Il sistema di giustizia amministrativa trova il suo perno nell’effettività della tutela giurisdizionale, vera connessione tra il giudizio di ottemperanza, il giudizio sul silenzio-inadempimento e la dimensione della tutela cautelare.

Alla luce degli orientamenti giurisprudenziali ripercorsi nell’ordinanza di rimessione, la leale collaborazione tra il commissario ad acta e l’amministrazione inadempiente che voglia poi “riattivarsi” risulta auspicabile proprio per la coerenza del sistema e la tenuta degli interessi coinvolti. Ciò appare opportuno anche laddove si prospetti l’esautoramento dell’amministrazione a causa della nomina dell’ausiliario del giudice, come extrema ratio della perdurante inerzia dell’organo istituzionalmente competente.

 

NOTE:

[1] Cons. St., sez. IV, 9 marzo 1928, n. 181, in Foro italiano, 1928, p. 102 ss. La prima pronuncia in cui venne riconosciuta la possibilità per il giudice amministrativo di avvalersi dello strumento commissariale (prima limitato esclusivamente alla materia dell’esecuzione dei provvedimenti del giudice ordinario nei confronti delle autorità amministrative (art. 27, n. 4, T.U. Cons. St.) nell’ambito del giudizio di ottemperanza.

[2] A. Travi, Esecuzione delle sentenze (diritto amministrativo), in Dizionario di diritto pubblico, diretto da S. Cassese, III, Milano, 2006, p. 2266.

[3] Ad. Plen., 09 febbraio 2016 n. 2, sul suo potere sostitutivo in ordine al provvedimento di acquisizione coattiva ai sensi dell’art. 42 bis T.U. Espropiazioni; Ad. Plen., nn.  1/2002- 7/2019, richiamate dalla stessa ordinanza di rimessione in commento, senza che abbiano affrontato in maniera completa la possibilità di configurare una disciplina unica dei tre ambiti in cui il giudice amministrativo nomina un commissario ad acta: giudizio di ottemperanza, cautelare e sul silenzio inadempimento.

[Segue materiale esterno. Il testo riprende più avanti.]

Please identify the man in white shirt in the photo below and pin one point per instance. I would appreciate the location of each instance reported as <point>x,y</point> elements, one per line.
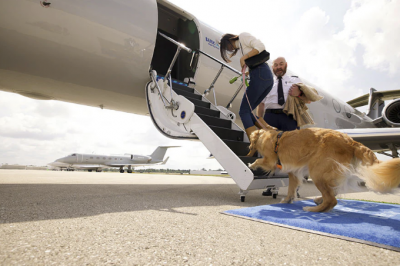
<point>274,102</point>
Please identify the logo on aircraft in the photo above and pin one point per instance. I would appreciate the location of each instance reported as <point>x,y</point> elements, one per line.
<point>212,43</point>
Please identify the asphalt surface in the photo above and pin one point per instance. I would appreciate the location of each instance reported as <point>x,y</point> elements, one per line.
<point>80,218</point>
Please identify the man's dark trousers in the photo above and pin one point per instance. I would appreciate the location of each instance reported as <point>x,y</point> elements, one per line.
<point>280,121</point>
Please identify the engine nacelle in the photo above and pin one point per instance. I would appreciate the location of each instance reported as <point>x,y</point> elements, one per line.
<point>391,114</point>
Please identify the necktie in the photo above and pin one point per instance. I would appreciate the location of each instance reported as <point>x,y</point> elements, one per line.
<point>281,97</point>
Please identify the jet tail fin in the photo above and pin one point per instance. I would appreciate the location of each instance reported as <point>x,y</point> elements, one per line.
<point>159,153</point>
<point>165,161</point>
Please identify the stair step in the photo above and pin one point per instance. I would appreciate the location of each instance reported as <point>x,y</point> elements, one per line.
<point>177,83</point>
<point>206,111</point>
<point>228,134</point>
<point>187,94</point>
<point>240,148</point>
<point>182,87</point>
<point>247,160</point>
<point>199,102</point>
<point>214,121</point>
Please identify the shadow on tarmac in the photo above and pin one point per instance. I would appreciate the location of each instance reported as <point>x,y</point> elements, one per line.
<point>37,202</point>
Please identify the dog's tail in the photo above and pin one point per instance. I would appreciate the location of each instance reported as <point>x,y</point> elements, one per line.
<point>379,176</point>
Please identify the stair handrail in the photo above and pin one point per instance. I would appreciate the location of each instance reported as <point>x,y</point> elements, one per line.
<point>220,62</point>
<point>223,65</point>
<point>172,103</point>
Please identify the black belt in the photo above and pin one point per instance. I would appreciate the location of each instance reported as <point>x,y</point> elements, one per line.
<point>274,111</point>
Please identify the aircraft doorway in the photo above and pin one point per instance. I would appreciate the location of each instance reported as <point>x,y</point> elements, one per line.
<point>181,29</point>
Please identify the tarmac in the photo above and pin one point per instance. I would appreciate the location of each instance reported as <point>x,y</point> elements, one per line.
<point>81,218</point>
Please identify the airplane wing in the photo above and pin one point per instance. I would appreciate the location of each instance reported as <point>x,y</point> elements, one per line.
<point>165,161</point>
<point>384,95</point>
<point>377,139</point>
<point>89,166</point>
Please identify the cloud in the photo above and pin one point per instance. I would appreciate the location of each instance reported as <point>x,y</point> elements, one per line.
<point>375,26</point>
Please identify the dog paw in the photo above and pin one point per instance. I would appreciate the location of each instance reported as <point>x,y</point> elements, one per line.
<point>318,201</point>
<point>287,200</point>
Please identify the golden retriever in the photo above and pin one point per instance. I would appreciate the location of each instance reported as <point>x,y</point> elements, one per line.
<point>328,157</point>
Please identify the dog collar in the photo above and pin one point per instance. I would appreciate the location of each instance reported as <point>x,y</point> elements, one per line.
<point>278,164</point>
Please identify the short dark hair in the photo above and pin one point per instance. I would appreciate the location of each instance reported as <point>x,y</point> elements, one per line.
<point>225,45</point>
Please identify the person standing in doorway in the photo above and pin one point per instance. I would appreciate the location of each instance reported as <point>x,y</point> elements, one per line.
<point>261,80</point>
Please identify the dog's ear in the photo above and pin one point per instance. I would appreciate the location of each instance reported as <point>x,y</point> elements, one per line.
<point>253,142</point>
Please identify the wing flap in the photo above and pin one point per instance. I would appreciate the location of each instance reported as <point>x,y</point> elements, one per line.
<point>383,95</point>
<point>377,139</point>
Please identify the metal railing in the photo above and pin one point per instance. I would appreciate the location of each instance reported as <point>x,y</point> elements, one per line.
<point>172,104</point>
<point>223,65</point>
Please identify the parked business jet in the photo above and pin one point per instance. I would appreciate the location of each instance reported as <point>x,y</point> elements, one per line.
<point>98,162</point>
<point>153,58</point>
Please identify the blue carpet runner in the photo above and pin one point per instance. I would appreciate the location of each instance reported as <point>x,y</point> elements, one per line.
<point>370,223</point>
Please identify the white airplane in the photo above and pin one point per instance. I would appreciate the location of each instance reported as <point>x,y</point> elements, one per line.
<point>116,54</point>
<point>99,162</point>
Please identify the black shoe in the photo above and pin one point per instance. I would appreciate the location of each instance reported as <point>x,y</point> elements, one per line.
<point>267,192</point>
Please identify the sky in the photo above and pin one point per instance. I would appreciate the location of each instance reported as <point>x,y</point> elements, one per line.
<point>345,47</point>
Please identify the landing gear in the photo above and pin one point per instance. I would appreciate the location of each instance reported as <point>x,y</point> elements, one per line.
<point>129,169</point>
<point>242,194</point>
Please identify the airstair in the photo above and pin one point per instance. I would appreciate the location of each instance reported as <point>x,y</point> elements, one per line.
<point>179,111</point>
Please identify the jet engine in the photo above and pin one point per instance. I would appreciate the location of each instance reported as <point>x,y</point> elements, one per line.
<point>391,114</point>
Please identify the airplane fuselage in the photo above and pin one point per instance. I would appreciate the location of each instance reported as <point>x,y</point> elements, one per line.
<point>99,54</point>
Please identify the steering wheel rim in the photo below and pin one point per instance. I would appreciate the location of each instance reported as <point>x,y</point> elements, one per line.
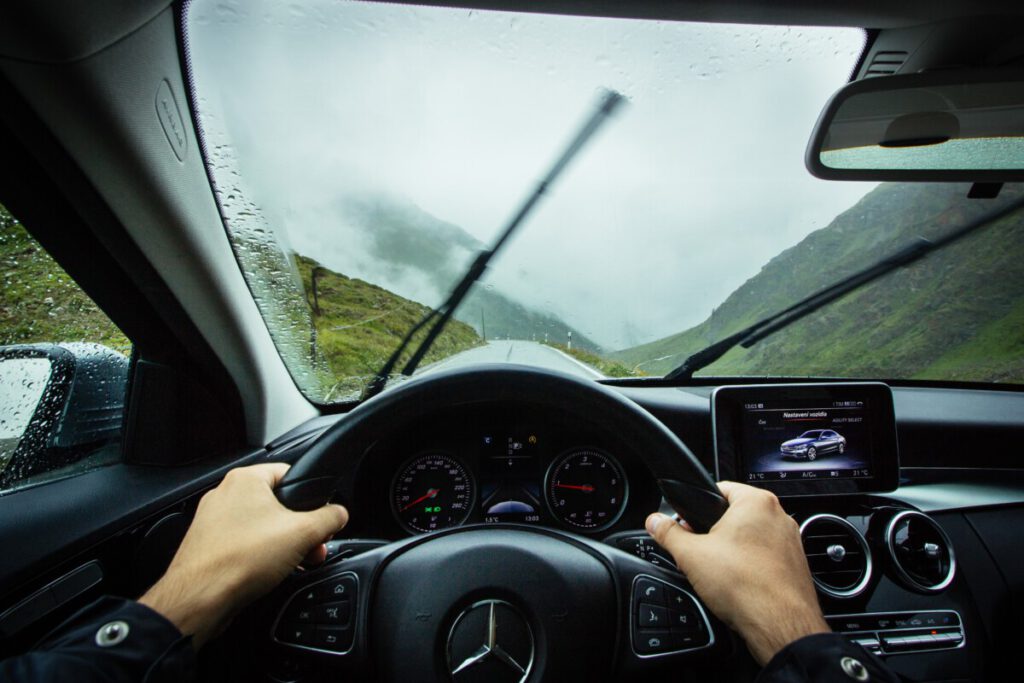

[4] Cons. Stato, Sez. V, 10 marzo 1989, n. 165

[5] Cons. Stato, Sez. V, 5 giugno 2018, n. 3378; Sez. IV, 22 marzo 2017, n. 1300; Sez. IV, 9 novembre 2015, n. 5081; Sez. IV, 3 novembre 2015, n. 5014; Sez. IV, 1° dicembre 2014, n. 5912; Sez. V, 30 aprile 2014, n. 2244; Sez. V, 18 dicembre 2009, n. 8409

[6] Cons. Stato, Sez. IV, 10 maggio 2011, n. 2764; Sez. V, 21 novembre 2003, n. 7617; Sez. V, 8 luglio 1995, n. 1041; Sez. V, 27 maggio 1991, n. 852; Sez. IV, 4 giugno 1990, n. 448.